薛城湘能清楚地看到,前排在冲锋,后排却已经有后退之势了。
军心已散。
天边最后一抹霞光被吞噬,他心中最后一丝对于战局的希望也随之破灭。
周遭暗了。
敌旗如乌云般压来,薛城湘渐渐意识到大势已去。
长时间谋划与算计耗尽了薛城湘的心力,他几乎脱力,却还撑着,扯着马转向,忍不住回头望去,却见齐国的将士互相呼喊着打气,斗志昂扬。

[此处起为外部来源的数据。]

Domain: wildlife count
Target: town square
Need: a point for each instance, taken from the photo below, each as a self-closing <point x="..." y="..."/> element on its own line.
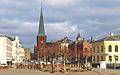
<point x="59" y="37"/>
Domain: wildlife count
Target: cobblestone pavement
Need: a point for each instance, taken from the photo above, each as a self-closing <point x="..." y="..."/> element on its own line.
<point x="38" y="72"/>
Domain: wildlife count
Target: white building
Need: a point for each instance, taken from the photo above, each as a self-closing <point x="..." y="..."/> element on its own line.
<point x="5" y="50"/>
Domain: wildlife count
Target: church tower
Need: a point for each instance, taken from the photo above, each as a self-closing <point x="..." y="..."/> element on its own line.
<point x="41" y="37"/>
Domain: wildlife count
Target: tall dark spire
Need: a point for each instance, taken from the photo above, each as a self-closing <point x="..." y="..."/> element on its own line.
<point x="41" y="31"/>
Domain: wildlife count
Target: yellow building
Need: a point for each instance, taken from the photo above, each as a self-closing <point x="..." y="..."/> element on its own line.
<point x="27" y="54"/>
<point x="106" y="49"/>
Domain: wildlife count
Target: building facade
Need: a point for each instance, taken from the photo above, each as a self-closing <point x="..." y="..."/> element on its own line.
<point x="5" y="50"/>
<point x="106" y="49"/>
<point x="17" y="51"/>
<point x="41" y="39"/>
<point x="27" y="55"/>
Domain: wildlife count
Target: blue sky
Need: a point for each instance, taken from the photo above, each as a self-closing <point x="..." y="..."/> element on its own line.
<point x="62" y="18"/>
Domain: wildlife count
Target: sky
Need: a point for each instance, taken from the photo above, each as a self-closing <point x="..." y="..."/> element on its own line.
<point x="90" y="18"/>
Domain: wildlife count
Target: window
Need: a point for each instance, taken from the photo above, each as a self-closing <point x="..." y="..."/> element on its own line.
<point x="116" y="48"/>
<point x="110" y="48"/>
<point x="97" y="49"/>
<point x="101" y="48"/>
<point x="110" y="58"/>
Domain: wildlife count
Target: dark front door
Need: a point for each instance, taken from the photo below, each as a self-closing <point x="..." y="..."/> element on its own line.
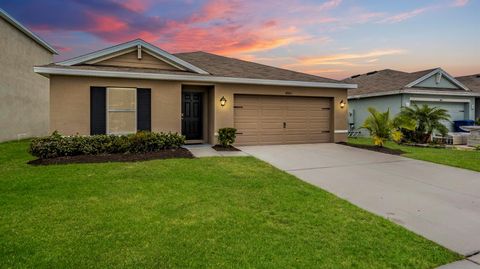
<point x="192" y="115"/>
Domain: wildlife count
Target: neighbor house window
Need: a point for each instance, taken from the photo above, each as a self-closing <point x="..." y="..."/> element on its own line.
<point x="121" y="110"/>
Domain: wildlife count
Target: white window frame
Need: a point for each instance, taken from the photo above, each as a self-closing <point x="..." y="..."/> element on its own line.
<point x="120" y="110"/>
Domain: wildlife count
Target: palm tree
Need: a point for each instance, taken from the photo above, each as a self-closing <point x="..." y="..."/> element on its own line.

“别回头!随我走东侧的沟渠!”他低声下令,对着一旁尚未战死的一个小将。
小将很是慌乱,他人生中第一次接下这么一个大任务,匆忙护送着薛城湘向东奔逃。
一群残兵败将就这么逃向东面。
江南竹看见了那一小片骚动,于是嘱咐身旁通令小将,小将驱马到刘斐跟前低声告知。刘斐望向江南竹,点点头,而后急忙带着兵马向东去追赶。
东侧有片林子。
这是薛城湘早就注意到的。
先是一片矮林,薛城湘刚一钻进去,就勒住马,回头大致看了眼人数,对小将耳语:“只留下十人即可,其余人由你带着,折向西北。半个时辰后,在西山口会合。”
小将领命,队伍于是一分为二,西北方很快扬起一阵尘土,仿佛大股残军正逃往那里。
薛城湘带着其余士兵,借着沟渠和夜色的掩护,悄然转向南方的密林,企图获得一线生机。
夜色像一张沉重的网,将山林笼得密不透风。
马蹄溅起湿泥,刘斐一路紧追,分叉路口,他谴了一队去追西北方的,而后自己去继续向东。他坚信,薛城湘没有那么傻,留下这么明显的痕迹。
前方的队伍像是一群狐狸,在林子中肆意穿梭,刘斐更加坚定自己的想法,带领一小队兵马,砍杀了几个落在后面的。
“薛城湘就在前面!”
于是这才确定了。
“别让他跑了!”吼声在风里炸开。
可是这样灵活的一支队伍,真叫刘斐有些慌。
薛城湘又何尝不是。
身后一群人穷追不舍,但这片林子能有多大?不知道什么时候就到头了,到那时,他的命恐怕也就到头了。
像是幻觉,只见前方一座破败的寺庙突兀地立着,檐角歪斜。可眼下即使是幻觉,薛城湘也得闯一闯了,于是把心一横,策马冲进庙门。
刘斐带兵立刻围了上去,刀已出鞘,闪着光。
庙内仅有月光照亮,石头塑的佛像只剩半张脸,低眉垂视着下面所生的一切。
“活捉薛城湘,若是逃跑就地砍杀。”
很低又很明显的一声。
狭窄的殿内打斗骤起,也不知是哪方先开始的。刀锋与盔甲撞击所出的声音如刀剑般,震得人要七窍流血。
鲜血溅在剥落的壁画,淋漓的赤红撒到蛛网上,白色与血色的交织,组合起来原来是绝望。
薛城湘如此想着,脑中开始盘算其他。